Taiwan would run out of food in a week. China, not so much.
Nobody is saying there aren’t risks on both sides, there are. But it’s like Cuba trying to take on the US.
Well, except the West cares a lot more about what happens in Taiwan more than Cuba's allies care about what happens to the Cuban government.
China might try to blockade Taiwan. But it's extremely unlikely that they would prevent a U.S. flagged ship delivering food or energy from reaching the island. It's the same reason why the Soviets didn't shoot down the planes carrying out the Berlin Airlift - they didn't want to provoke a war between the two superpowers by shooting down unarmed planes delivering non-military supplies.
That's not happening with Cuba, because China isn't trying to send a legal, unsanctioned tanker of oil to Cuba.
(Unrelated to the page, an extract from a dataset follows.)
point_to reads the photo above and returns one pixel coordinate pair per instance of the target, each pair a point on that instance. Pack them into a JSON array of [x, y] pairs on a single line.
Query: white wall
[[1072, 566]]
They weren't sending oil to Cuba before the blockade - only Mexico and Venezuela did. They don't care enough to start doing it now. If they did send a Chinese tanker of oil to Cuba, the U.S. would have to think really long and hard about whether they wanted to intercept it, in a way we don't worry too much about Venezuelan tankers. And with Mexico, we've basically pressured them to not even try to supply oil to Cuba. We don't have to deal with the issue of what happens if we try to stop the vessels of a powerful country.
That's very different from Taiwan. The U.S. is one of Taiwan's largest oil providers. We are their largest agricultural provider. They are our fourth largest trading partners in the world, behind only Mexico, Canada, and China itself. An effective Chinese blockade would present square on a conflict with a global superpower in a way that Cuba does not.